"It's representation and for me sitting in that theater before the movie started was like the most beautiful thing ever because you had so many people of color, so many black people in the theater just amped and excited and just like, 'Ugh, just please let this be good. Please,'" she said.
Rae attended the world premiere last month, and described it as a "beautiful" and "powerful" experience.
"And just even that feeling beforehand of rooting for something was so powerful and so fun," she added. "And for it to just deliver on all levels and to be such a beautiful, fun and just dope film just felt great, and I knew that night that it was just going to spawn so much other creativity and so much other works for you know, black people can see themselves in new lights."
While "Black Panther" is the biggest movie to date centered around a black superhero, it's certainly not the first black superhero movie Hollywood has churned out. Before Chadwick Boseman took on the role, Wesley Snipes portrayed Blade, Robert Townsend wrote, directed and starred in "The Meteor Man," and Marvel's Luke Cage has his own Netflix show. Rae isn't worried about the public forgetting about those who paved the way for "Black Panther," and praised the movie for being rooted in African ancestry.

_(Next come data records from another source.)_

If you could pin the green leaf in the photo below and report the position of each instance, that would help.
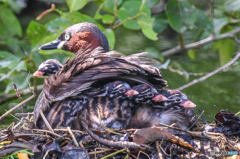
(152, 3)
(181, 14)
(192, 54)
(109, 6)
(107, 19)
(219, 24)
(97, 16)
(111, 37)
(17, 5)
(75, 5)
(130, 9)
(146, 25)
(225, 48)
(154, 53)
(233, 5)
(160, 23)
(35, 32)
(9, 25)
(15, 67)
(204, 21)
(8, 56)
(78, 17)
(58, 22)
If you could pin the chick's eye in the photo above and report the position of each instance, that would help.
(67, 37)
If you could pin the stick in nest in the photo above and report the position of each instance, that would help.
(115, 144)
(19, 105)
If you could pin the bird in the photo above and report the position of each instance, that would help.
(112, 107)
(154, 108)
(65, 113)
(93, 66)
(78, 35)
(48, 67)
(147, 94)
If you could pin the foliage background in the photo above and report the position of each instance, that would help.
(133, 26)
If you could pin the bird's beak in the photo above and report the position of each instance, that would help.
(188, 104)
(38, 73)
(160, 98)
(131, 92)
(55, 44)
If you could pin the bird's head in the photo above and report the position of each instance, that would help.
(78, 35)
(177, 98)
(48, 67)
(119, 89)
(146, 94)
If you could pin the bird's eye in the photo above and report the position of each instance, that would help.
(121, 89)
(149, 94)
(67, 37)
(178, 99)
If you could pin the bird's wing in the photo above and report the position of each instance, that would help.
(80, 73)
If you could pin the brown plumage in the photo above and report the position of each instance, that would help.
(112, 101)
(92, 65)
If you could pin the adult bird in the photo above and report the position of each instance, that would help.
(92, 66)
(114, 115)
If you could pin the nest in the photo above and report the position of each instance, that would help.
(24, 141)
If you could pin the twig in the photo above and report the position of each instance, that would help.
(45, 121)
(97, 152)
(158, 149)
(24, 92)
(12, 115)
(18, 94)
(143, 153)
(115, 144)
(20, 104)
(183, 73)
(73, 136)
(200, 43)
(46, 131)
(210, 74)
(112, 154)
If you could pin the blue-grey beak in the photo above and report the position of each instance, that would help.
(51, 45)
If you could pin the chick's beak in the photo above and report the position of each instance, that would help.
(160, 98)
(131, 92)
(38, 73)
(55, 44)
(188, 104)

"I don't have any concerns. I think a simple Google search will show you that that's incorrect, but I just think that this is -- just even the records that it's setting -- it just feels more present," she said. "This feels very black. It feels very rooted in African ancestry, it feels different in a way from a Blade and even a Luke Cage, which is also excellent. It's just rooted in something, in a pride that we haven't been able to see in a Marvel film before."